Given a non-decreasing array of length N, we need to tell number of sub-arrays whose arithmetic mean is less than K

QUICK EXPLANATION:

We first observe that the array is non-decreasing. Hence, we find upto which position, all numbers are < K. As all numbers are < K \implies their mean is also < K. \therefore ALL subarrays upto that length are to be counted. We can simply use the formula of "Number of sub-arrays in an array of length N= N*(N+1)/2. for this.

After that, we notice this- if we keep more elements < K we keep in the sub-array, we can keep a higher number of elements \ge K without having mean become \ge K. In other words, say we reached a position/index pos upto which we were able to formed a valid sub-array after including all elements < K. If we remove one of the elements < K, we might have to go backwards (i.e. remove an element \ge K) and can definitely not go forward (i.e. include another element \ge K).

This simple observation allows us to use two-pointer approach to count remaining sub-arrays.

EXPLANATION:

The editorial will be divided into 2 sections. One will focus on part where "All elements are < K" and the second section will use that and give further solution using two-pointers. It is expected that you know the two-pointer algorithm. Please go to pre-requisites if you dont know and check links there

1. If all elements are < K-

This is the first step towards solution. What will we do if all elements are < K? Obviously, include ALL possible sub-arrays!
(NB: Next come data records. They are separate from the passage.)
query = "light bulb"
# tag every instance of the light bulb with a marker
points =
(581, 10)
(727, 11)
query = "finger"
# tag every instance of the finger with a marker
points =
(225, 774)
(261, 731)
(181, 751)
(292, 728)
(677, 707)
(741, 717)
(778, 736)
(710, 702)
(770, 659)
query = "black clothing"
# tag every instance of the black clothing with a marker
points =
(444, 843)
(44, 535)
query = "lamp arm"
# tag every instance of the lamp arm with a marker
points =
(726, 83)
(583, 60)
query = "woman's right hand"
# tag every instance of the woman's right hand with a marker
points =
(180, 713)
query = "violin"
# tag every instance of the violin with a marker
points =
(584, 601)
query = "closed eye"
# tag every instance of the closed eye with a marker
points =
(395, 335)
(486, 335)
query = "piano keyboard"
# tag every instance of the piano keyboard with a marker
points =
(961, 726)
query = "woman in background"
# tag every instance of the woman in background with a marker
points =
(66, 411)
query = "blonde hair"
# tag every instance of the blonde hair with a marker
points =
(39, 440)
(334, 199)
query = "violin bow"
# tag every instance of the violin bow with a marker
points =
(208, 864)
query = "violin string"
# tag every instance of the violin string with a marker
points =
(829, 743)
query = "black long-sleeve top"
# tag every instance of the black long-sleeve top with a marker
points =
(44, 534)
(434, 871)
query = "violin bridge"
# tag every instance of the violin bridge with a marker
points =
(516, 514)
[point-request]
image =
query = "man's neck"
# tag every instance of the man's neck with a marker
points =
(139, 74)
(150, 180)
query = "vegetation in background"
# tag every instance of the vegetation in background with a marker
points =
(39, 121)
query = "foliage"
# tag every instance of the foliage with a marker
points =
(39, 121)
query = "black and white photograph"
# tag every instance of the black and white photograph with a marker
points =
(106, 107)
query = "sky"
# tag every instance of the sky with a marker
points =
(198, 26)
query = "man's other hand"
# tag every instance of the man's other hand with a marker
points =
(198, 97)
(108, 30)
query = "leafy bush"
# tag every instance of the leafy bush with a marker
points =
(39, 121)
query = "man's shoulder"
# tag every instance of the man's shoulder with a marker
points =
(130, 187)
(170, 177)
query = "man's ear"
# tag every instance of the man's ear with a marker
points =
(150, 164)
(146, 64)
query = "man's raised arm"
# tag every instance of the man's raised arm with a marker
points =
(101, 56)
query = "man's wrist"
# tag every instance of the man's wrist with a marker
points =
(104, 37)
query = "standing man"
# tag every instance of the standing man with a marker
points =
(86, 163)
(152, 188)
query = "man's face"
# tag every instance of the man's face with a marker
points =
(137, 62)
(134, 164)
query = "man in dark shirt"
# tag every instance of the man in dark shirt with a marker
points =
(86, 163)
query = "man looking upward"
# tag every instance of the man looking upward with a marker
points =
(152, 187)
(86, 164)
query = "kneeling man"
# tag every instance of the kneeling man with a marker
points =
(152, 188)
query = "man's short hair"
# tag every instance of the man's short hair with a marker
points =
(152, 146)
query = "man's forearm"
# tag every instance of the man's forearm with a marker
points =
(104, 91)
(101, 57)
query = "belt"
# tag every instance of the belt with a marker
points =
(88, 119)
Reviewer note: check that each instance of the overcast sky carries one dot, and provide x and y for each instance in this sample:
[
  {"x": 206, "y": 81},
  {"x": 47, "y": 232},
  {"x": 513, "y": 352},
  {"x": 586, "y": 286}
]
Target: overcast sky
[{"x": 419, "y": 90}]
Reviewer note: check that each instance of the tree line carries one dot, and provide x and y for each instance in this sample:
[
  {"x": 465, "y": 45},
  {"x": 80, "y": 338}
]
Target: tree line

Remember-

\because All elements are < K, their mean can never be \ge K.

Hence, we would include all the sub-arrays possible. In an array of length N, the number of sub-arrays is given by Num=N*(N+1)/2 where Num is the number of sub-arrays (obviously!).

But, how can we apply this to a general array? Give it a thought first, before proceeding for discussion in next section.

Using results above & Two Pointers-

Recall that our array is sorted! This means, we can easily find a position, say pos such that all elements up to pos are < K. We can use the above formula to directly count those many sub-arrays at once!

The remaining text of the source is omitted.